How To Create Awesome Wait Event Based Histograms

You're not totally freaking out... not yet anyways. You know concurrency happens, which can explain why sometimes a single block Oracle read can take over a second.

But, how do you know if this is happening on your systems? How do you know if this is a problem? And, how do you easily demonstrate this to others?

The key to unlocking this mystery (and others) is the data found in v$event_histogram. And then you'll need to display it in a useful way and understand its story.
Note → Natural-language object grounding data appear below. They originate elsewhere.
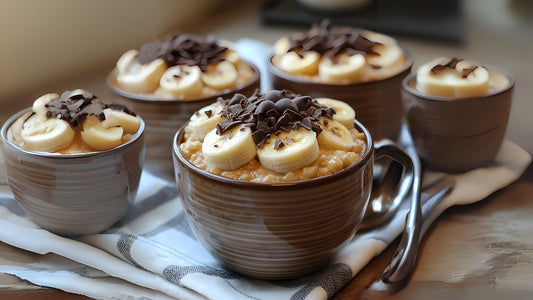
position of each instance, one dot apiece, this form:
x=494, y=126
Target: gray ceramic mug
x=74, y=194
x=164, y=116
x=279, y=231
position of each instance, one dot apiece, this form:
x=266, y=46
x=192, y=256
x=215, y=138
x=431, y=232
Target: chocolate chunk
x=274, y=95
x=237, y=98
x=303, y=102
x=266, y=117
x=331, y=40
x=183, y=49
x=285, y=104
x=75, y=106
x=265, y=106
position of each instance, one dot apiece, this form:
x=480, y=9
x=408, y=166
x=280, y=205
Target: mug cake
x=457, y=111
x=276, y=184
x=360, y=67
x=73, y=162
x=167, y=80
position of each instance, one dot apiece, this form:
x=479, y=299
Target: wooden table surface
x=478, y=251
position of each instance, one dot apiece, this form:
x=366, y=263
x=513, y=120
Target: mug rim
x=14, y=117
x=159, y=100
x=297, y=79
x=413, y=91
x=363, y=160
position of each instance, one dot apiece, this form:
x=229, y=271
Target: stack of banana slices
x=348, y=66
x=48, y=129
x=452, y=77
x=177, y=81
x=283, y=131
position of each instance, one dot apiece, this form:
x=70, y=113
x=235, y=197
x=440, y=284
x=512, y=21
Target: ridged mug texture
x=274, y=230
x=74, y=194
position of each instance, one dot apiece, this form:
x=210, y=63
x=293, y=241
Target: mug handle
x=389, y=149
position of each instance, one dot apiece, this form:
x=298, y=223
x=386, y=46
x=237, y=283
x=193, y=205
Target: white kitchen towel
x=152, y=254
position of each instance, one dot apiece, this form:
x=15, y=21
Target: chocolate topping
x=75, y=106
x=331, y=40
x=271, y=113
x=451, y=66
x=183, y=49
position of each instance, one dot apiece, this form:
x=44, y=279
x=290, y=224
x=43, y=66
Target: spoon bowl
x=388, y=192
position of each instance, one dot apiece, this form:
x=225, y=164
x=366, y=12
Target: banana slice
x=182, y=80
x=300, y=148
x=342, y=67
x=220, y=76
x=450, y=82
x=230, y=54
x=230, y=150
x=135, y=77
x=98, y=137
x=334, y=135
x=282, y=45
x=233, y=57
x=344, y=113
x=205, y=120
x=390, y=55
x=114, y=118
x=50, y=135
x=39, y=107
x=305, y=63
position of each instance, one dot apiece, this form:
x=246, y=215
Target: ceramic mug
x=283, y=230
x=164, y=116
x=377, y=104
x=74, y=194
x=457, y=134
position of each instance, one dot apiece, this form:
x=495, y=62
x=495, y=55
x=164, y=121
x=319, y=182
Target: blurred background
x=53, y=45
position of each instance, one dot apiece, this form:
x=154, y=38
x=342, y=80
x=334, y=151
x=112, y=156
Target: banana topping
x=283, y=131
x=333, y=54
x=182, y=66
x=54, y=125
x=458, y=78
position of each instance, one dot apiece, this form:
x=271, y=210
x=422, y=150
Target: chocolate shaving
x=75, y=106
x=183, y=49
x=272, y=113
x=329, y=40
x=451, y=65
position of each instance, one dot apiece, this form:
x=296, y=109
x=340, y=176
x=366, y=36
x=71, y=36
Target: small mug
x=74, y=194
x=457, y=134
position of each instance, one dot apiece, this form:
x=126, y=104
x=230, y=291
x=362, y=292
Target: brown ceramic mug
x=377, y=104
x=457, y=134
x=163, y=116
x=74, y=194
x=279, y=230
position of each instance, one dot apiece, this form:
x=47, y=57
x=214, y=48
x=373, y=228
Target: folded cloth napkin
x=152, y=254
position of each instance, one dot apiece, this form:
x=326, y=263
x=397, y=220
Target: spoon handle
x=404, y=258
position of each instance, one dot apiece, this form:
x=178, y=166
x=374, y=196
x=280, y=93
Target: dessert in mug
x=278, y=136
x=339, y=55
x=458, y=78
x=75, y=122
x=182, y=66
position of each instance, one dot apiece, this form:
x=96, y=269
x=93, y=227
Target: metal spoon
x=387, y=193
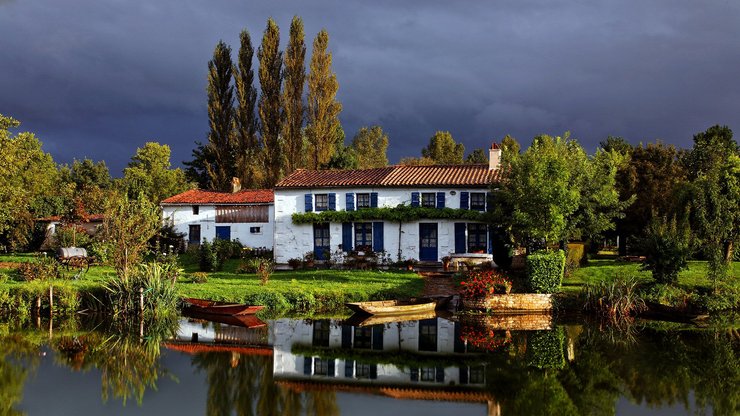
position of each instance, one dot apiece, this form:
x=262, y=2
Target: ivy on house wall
x=400, y=213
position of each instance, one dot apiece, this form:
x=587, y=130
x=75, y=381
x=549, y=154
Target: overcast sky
x=98, y=79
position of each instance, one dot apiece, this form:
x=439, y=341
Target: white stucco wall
x=182, y=217
x=293, y=241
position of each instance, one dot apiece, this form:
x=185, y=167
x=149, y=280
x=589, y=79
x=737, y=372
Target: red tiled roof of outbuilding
x=478, y=175
x=201, y=197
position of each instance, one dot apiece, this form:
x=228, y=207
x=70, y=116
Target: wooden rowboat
x=219, y=308
x=397, y=307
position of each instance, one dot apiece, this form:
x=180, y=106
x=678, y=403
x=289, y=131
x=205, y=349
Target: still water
x=516, y=365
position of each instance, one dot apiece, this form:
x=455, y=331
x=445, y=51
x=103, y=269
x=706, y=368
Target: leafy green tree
x=271, y=116
x=220, y=163
x=295, y=79
x=370, y=145
x=26, y=174
x=667, y=247
x=247, y=147
x=653, y=176
x=443, y=149
x=149, y=173
x=323, y=109
x=477, y=156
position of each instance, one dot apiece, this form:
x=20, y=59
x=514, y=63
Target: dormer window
x=478, y=201
x=428, y=200
x=322, y=202
x=363, y=201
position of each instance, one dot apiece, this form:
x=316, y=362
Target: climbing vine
x=400, y=213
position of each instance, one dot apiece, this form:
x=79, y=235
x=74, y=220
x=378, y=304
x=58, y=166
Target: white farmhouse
x=438, y=186
x=244, y=215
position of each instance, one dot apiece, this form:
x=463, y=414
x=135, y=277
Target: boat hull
x=219, y=308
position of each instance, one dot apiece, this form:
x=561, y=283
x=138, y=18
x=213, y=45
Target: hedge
x=545, y=271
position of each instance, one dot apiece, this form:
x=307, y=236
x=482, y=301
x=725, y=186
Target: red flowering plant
x=485, y=339
x=479, y=284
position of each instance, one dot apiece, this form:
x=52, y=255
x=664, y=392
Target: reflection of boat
x=197, y=348
x=246, y=321
x=398, y=307
x=219, y=308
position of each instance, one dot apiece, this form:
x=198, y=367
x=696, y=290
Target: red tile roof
x=393, y=176
x=197, y=196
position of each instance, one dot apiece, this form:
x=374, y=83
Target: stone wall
x=517, y=302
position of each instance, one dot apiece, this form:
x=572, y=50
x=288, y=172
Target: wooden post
x=141, y=300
That's what this post is all about.

6ms Average Wait Time...Not The Whole Story

You may have heard about skewed data. I think it's so important for DBAs to know about this, I have blogged about it HERE and I created an online seminar entitled, Using Skewed Performance Data To Your Advantage . If you want to master this topic, you should take this seminar.

Just how easy is it to be misled and freak out? Read on...

Here's An Example Of How You Can Be Misled

Supposed you gathered 1000 sequential read wait times and 500 of the waits were 1ms, 496 of the waits were 2ms, 3 where 1000ms and the remaining sample was 2000ms. The average wait time would be 6.2ms.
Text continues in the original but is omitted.